Prompts Can Play Lottery Tickets Well: Achieving Lifelong Information Extraction via Lottery Prompt Tuning

Zujie Liang, Feng Wei, Yin Jie, Yuxi Qian, Zhenghong Hao, Bing Han


Abstract
Thanks to the recent success of Pre-trained Language Models (PLMs), it has become a promising research direction to develop a universal model (UIE) that can solve all typical information extraction tasks within one generative framework.
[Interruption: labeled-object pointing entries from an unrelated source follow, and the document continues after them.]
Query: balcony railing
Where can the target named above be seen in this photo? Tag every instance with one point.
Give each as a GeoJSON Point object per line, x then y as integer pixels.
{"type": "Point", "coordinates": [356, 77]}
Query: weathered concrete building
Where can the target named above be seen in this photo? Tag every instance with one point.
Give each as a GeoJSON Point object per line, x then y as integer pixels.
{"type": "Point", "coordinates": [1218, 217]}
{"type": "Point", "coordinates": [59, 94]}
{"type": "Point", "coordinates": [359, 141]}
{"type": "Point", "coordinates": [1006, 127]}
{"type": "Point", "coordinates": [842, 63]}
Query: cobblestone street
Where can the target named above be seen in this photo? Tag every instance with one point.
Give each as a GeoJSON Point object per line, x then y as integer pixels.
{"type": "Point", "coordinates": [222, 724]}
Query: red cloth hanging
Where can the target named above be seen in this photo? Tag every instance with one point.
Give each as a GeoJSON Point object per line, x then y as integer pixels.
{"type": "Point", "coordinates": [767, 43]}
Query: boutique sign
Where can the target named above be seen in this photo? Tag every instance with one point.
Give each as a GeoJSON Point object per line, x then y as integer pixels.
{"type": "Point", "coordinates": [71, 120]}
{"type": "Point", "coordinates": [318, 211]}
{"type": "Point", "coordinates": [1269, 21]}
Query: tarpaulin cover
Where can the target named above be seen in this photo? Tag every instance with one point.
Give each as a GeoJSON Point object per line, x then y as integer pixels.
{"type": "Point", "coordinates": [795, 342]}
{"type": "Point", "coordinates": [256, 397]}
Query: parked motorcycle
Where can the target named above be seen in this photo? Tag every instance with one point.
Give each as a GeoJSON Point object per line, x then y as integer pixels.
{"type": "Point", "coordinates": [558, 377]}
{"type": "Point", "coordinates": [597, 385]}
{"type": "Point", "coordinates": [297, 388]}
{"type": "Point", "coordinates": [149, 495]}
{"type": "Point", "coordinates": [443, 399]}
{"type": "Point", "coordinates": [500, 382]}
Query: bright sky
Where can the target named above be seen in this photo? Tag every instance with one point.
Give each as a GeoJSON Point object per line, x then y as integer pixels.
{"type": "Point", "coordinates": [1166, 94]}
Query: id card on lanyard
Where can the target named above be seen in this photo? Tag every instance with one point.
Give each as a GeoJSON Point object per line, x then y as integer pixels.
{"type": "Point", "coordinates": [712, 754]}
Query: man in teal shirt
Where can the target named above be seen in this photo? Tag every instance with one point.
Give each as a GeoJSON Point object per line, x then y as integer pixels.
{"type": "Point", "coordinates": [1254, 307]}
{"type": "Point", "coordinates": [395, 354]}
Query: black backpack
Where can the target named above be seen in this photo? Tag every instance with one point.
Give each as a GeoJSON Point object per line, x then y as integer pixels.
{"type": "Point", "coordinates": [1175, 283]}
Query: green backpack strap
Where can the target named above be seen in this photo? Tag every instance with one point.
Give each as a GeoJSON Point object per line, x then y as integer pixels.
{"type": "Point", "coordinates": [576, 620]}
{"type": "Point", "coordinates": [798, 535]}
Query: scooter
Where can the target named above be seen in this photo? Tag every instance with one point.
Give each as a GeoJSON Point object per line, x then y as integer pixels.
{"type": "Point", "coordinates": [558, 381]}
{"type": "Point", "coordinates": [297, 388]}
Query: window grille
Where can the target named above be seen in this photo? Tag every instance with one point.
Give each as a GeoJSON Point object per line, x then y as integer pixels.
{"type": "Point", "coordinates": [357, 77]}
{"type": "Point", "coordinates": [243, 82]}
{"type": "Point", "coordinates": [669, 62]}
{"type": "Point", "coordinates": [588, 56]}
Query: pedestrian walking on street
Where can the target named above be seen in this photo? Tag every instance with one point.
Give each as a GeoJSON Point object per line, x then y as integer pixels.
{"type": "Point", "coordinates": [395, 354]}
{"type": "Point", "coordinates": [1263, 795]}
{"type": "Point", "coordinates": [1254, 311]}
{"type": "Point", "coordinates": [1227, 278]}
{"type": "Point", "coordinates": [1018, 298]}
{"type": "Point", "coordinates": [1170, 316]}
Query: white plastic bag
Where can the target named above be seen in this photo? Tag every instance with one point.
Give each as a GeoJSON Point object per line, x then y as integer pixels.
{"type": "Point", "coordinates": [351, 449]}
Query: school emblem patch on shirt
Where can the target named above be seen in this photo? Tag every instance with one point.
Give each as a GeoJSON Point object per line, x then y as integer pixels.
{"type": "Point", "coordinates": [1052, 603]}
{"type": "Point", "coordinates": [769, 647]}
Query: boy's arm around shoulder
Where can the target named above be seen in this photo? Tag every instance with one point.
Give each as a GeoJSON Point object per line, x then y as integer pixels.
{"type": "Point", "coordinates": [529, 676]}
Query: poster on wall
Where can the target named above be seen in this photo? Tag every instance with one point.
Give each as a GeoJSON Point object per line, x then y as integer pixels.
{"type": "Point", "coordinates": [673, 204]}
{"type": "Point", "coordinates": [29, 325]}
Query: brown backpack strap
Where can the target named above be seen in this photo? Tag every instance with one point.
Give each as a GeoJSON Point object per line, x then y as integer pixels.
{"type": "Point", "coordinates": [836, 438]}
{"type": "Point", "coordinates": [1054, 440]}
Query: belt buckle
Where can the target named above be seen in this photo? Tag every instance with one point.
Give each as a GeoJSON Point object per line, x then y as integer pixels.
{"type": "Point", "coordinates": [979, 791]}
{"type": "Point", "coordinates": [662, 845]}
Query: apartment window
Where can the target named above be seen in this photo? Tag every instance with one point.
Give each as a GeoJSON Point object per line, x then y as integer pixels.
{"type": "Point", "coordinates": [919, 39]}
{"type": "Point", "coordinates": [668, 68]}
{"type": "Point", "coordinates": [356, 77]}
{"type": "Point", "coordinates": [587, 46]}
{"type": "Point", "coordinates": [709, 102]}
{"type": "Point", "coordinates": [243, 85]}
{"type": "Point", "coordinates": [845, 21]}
Nonetheless, in real-world scenarios of UIE applications, new data of different IE tasks and domains usually come in a stream over time. A desirable UIE system should be capable of continually learning new tasks without forgetting old ones, thereby allowing knowledge and functionalities expansion without re-training the whole system. In this paper, we study the UIE system under a more challenging yet practical scenario, i.e., “lifelong learning” settings, to evaluate its abilities in three aspects, including knowledge sharing and expansion, catastrophic forgetting prevention, and rapid generalization on few-shot and unseen tasks. To achieve these three goals, we present a novel parameter- and deployment-efficient prompt tuning method namely Lottery Prompt Tuning (LPT).LPT freezes the PLM’s parameters and sequentially learns compact pruned prompt vectors for each task leveraging a binary prompt mask, while keeping the prompt parameters selected by the previous tasks insusceptible. Furthermore, we use a simple yet effective method to perform mask selection and show the powerful transferability of Lottery Prompts to novel tasks. Extensive experiments demonstrate that LPT consistently sets state-of-the-art performance on multiple lifelong learning settings of UIE, including task-incremental setting on seen tasks, few-shot adaptation, and zero-shot generalization on novel tasks.
Anthology ID:
2023.acl-long.16
Volume:
Proceedings of the 61st Annual Meeting of the Association for Computational Linguistics (Volume 1: Long Papers)
Month:
July
Year:
2023
Address:
Toronto, Canada
Editors:
Anna Rogers, Jordan Boyd-Graber, Naoaki Okazaki
Venue:
ACL
SIG:
Publisher:
Association for Computational Linguistics
Note:
Pages:
277–292
Language:
URL:
https://aclanthology.org/2023.acl-long.16
DOI:
10.18653/v1/2023.acl-long.16
Bibkey:
Cite (ACL):
Zujie Liang, Feng Wei, Yin Jie, Yuxi Qian, Zhenghong Hao, and Bing Han. 2023. Prompts Can Play Lottery Tickets Well: Achieving Lifelong Information Extraction via Lottery Prompt Tuning. In Proceedings of the 61st Annual Meeting of the Association for Computational Linguistics (Volume 1: Long Papers), pages 277–292, Toronto, Canada. Association for Computational Linguistics.
Cite (Informal):
Prompts Can Play Lottery Tickets Well: Achieving Lifelong Information Extraction via Lottery Prompt Tuning (Liang et al., ACL 2023)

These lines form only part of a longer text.